From inside the choir stall

What's missing in the photo are the monks, of course. I only took photos in the church when it was empty. I didn't want to be disrespectful.


Lorianne said...

Thank you for these empty-church photos. I'm always careful to preserve the private sanctity of sacred spaces: it just seems tacky (to me) to go around snapping pictures when people are trying to pray.

When I was a student at Boston College, I'd sometimes go to a chapel on campus between classes to meditate in one of the pews. One day, some folks who were visiting campus stopped in the chapel & started taking pictures while talking loudly. I couldn't believe they didn't notice (or didn't care?) that they were intruding on my silence: it was as if they were so intent on chatting & taking pictures, they didn't notice someone was actually "using" the chapel for its intended purpose as a sacred place.

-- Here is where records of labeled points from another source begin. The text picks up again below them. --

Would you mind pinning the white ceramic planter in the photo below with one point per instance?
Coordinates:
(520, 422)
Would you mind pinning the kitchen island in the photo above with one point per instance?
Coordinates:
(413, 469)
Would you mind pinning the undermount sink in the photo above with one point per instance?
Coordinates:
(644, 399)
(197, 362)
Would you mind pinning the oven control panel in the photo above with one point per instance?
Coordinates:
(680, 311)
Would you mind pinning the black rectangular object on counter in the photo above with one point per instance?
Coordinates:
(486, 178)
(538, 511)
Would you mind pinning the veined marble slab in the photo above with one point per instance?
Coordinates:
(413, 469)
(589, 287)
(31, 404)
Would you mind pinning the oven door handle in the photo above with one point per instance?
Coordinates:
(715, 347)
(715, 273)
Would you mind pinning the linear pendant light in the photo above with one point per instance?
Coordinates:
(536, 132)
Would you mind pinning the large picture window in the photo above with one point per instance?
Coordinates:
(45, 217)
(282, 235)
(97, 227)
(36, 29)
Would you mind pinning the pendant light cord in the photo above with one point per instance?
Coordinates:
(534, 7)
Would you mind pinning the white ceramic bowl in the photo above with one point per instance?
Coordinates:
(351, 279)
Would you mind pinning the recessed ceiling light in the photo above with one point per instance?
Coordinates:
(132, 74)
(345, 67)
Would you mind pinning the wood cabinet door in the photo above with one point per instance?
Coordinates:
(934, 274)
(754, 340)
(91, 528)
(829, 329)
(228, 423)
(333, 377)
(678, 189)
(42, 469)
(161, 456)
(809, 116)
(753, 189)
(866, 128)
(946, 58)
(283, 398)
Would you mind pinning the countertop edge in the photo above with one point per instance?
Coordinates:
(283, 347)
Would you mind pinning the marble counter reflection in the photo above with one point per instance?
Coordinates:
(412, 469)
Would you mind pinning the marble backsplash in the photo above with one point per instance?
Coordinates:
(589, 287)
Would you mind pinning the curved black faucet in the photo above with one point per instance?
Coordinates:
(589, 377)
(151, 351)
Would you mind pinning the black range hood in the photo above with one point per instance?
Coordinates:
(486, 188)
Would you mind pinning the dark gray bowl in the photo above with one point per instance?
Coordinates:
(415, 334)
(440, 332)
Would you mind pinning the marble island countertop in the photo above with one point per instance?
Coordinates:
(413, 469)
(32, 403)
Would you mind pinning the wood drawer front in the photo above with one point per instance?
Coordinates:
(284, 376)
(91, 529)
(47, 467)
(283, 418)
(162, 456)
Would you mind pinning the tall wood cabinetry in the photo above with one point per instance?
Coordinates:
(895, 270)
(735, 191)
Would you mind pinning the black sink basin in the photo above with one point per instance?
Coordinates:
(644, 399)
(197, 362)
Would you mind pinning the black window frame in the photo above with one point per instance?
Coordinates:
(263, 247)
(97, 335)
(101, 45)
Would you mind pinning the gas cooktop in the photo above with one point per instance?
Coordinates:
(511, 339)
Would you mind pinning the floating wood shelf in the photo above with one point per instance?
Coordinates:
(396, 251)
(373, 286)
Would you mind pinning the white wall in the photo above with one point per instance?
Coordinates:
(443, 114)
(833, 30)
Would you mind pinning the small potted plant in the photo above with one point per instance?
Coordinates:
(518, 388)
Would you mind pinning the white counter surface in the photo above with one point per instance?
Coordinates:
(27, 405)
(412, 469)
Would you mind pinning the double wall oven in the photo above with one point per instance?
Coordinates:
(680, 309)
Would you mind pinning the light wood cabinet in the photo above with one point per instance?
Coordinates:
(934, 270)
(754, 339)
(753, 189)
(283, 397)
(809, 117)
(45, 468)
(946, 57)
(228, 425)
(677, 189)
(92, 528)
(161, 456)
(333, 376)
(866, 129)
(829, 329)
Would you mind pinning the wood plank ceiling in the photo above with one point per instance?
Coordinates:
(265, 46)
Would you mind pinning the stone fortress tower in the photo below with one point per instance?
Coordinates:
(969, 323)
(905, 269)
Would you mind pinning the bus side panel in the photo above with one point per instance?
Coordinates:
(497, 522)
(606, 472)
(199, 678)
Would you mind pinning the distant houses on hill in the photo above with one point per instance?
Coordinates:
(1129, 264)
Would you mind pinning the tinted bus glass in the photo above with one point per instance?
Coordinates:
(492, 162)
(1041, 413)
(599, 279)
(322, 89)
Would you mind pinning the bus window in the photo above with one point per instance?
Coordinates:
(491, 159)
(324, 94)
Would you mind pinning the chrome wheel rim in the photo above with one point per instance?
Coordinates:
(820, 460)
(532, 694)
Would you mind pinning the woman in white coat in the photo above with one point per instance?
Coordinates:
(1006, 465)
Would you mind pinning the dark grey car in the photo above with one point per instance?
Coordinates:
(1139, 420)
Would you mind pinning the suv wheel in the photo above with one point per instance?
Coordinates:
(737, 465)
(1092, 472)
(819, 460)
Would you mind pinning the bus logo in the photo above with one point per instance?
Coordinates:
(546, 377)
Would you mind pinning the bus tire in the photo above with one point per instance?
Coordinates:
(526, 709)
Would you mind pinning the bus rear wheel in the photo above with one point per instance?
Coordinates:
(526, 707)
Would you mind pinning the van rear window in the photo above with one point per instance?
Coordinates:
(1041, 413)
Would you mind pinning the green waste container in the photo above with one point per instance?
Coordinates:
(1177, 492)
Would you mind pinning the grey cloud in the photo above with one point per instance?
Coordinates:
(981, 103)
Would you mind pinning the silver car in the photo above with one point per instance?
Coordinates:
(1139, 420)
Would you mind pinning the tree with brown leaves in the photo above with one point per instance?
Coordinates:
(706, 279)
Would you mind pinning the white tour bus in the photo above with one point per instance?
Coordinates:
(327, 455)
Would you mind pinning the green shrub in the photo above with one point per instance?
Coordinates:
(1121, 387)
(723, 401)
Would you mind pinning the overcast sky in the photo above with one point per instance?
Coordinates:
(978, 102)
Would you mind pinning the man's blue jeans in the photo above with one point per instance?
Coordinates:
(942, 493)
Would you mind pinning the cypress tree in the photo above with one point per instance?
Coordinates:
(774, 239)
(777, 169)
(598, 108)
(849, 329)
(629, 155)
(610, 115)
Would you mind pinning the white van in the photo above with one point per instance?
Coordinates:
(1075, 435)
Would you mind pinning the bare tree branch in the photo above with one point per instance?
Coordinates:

I've always remembered how angry that made me feel, so I've always tried NOT to be like those people.

Songbird said...

These pictures are gorgeous, I love the blue quality of the light.

kathy a. said...

the light is incredible!

which other rules did you break?

jo(e) said...

The first four rules I broke: I had food in my room. I used my cell phone. I talked to a woman I saw in the hallway. And I didn't lock my door.

Anonymous said...

it's a beautiful space. very austere. I've always liked it.

Jennifer said...

Beautiful church, beautiful picture. Thank you.

kathy a. said...

minor infractions, surely.

Leslie F. Miller said...

I envy your ability to pack up and go and be at home anywhere. That is what I miss most about me.